- Location: Manitoba, Canada
- Nearest town: Bloodvein, Manitoba
- Coordinates: 51°30′0″N 95°31′0″W﻿ / ﻿51.50000°N 95.51667°W
- Area: 3,981 square kilometres (1,537 sq mi)
- Established: 1985
- Governing body: Government of Manitoba

= Atikaki Provincial Wilderness Park =

Provincial park in Manitoba, Canada

Atikaki Provincial Park is a wilderness park in Manitoba, Canada, located east of Lake Winnipeg along the Ontario boundary in the Canadian Shield. The area of Atikaki Provincial Park is 3981 sqkm. Atikaki Provincial Park is north of Nopiming Provincial Park and borders the Woodland Caribou Provincial Park in Ontario.

Atikaki Provincial Wilderness Park was designated a provincial park by the Government of Manitoba in 1985. The park is considered to be a Class II protected area under the IUCN protected area management categories. It became part of the Pimachiowin Aki UNESCO World Heritage Site in 2018.

==Geography==
Most of the water of the park flows west to Lake Winnipeg. Although the vast majority of the park's land is located east of 95° 46' W, there are three very long thin corridors of parkland along streams that flow westward toward Lake Winnipeg. These streams are the Pigeon River, the Leyond River, and the Bloodvein River. The lakes and rivers are warmer than most rivers that are fed by cold mountain streams. The majority of the population north and east of the park are First Nations and the closest town is Bloodvein at the mouth of the Bloodvein River.

Atikaki is home to wildlife such as moose, elk, black bears, loons, bald eagles, woodland caribou, and other creatures of the boreal forest.

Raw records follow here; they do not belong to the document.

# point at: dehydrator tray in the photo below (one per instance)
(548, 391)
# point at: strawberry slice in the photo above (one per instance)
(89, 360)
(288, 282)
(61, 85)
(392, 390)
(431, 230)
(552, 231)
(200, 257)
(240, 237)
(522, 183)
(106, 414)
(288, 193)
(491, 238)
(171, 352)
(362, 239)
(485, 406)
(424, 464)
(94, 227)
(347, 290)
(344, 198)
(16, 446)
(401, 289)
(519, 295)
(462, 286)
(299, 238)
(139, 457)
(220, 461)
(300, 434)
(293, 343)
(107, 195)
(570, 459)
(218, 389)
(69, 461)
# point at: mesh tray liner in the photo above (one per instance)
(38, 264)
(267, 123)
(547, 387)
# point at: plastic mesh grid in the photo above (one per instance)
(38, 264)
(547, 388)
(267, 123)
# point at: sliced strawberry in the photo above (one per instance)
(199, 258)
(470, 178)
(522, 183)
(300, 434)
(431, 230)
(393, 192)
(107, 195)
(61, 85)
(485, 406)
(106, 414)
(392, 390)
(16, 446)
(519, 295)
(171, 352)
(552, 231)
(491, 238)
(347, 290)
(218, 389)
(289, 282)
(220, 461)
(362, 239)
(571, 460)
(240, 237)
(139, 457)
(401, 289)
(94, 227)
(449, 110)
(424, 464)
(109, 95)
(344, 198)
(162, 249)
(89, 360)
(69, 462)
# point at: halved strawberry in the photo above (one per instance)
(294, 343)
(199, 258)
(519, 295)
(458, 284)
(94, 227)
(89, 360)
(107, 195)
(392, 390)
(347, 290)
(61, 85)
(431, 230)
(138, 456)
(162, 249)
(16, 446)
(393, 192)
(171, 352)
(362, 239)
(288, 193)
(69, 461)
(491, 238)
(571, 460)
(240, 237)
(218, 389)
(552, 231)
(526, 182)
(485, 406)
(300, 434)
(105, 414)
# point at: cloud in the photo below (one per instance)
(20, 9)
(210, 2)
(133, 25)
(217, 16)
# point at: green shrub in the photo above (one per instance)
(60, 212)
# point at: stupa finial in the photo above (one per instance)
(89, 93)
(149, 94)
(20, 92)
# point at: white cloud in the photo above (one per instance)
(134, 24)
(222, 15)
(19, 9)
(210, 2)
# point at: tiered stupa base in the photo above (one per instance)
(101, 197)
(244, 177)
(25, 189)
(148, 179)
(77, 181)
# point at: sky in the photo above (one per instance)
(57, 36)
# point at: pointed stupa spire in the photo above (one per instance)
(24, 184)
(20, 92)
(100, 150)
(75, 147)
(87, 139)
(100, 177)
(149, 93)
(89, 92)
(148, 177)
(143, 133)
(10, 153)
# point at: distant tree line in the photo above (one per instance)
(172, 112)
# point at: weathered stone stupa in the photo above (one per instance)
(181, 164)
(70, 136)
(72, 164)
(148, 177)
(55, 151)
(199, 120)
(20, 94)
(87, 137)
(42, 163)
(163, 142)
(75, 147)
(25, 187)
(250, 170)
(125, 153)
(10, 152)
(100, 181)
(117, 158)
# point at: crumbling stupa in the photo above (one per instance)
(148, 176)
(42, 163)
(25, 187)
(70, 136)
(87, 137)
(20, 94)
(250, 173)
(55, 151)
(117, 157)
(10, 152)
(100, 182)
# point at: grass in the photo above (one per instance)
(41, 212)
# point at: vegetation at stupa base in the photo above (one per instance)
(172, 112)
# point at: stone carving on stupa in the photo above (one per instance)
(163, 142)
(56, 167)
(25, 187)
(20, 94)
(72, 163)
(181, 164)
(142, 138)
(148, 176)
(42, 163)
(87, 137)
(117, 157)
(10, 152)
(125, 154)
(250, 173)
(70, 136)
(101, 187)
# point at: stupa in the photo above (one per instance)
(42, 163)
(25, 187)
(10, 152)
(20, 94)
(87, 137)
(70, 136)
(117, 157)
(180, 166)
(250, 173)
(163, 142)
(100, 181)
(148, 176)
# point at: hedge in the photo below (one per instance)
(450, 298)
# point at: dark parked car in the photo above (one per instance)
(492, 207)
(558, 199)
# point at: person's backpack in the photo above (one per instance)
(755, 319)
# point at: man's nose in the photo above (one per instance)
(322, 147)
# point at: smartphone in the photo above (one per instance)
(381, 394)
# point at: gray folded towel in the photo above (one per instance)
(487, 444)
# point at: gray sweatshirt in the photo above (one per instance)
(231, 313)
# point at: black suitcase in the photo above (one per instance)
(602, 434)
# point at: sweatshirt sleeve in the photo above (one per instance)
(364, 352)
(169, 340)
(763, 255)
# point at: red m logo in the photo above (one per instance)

It is known mostly for its beautiful waterways, and is a popular destination for more adventurous canoe trippers. Most popular are the Bloodvein River, Gammon River, and the Sasaginnigak River.
There are several fly in fishing lodges in the area.

Atikaki Park was initially to become a National Park but ended up as a Provincial Park. The park was partially mapped out by Marc Wermager.
No logging roads, logging areas, or major developments are allowed in the park.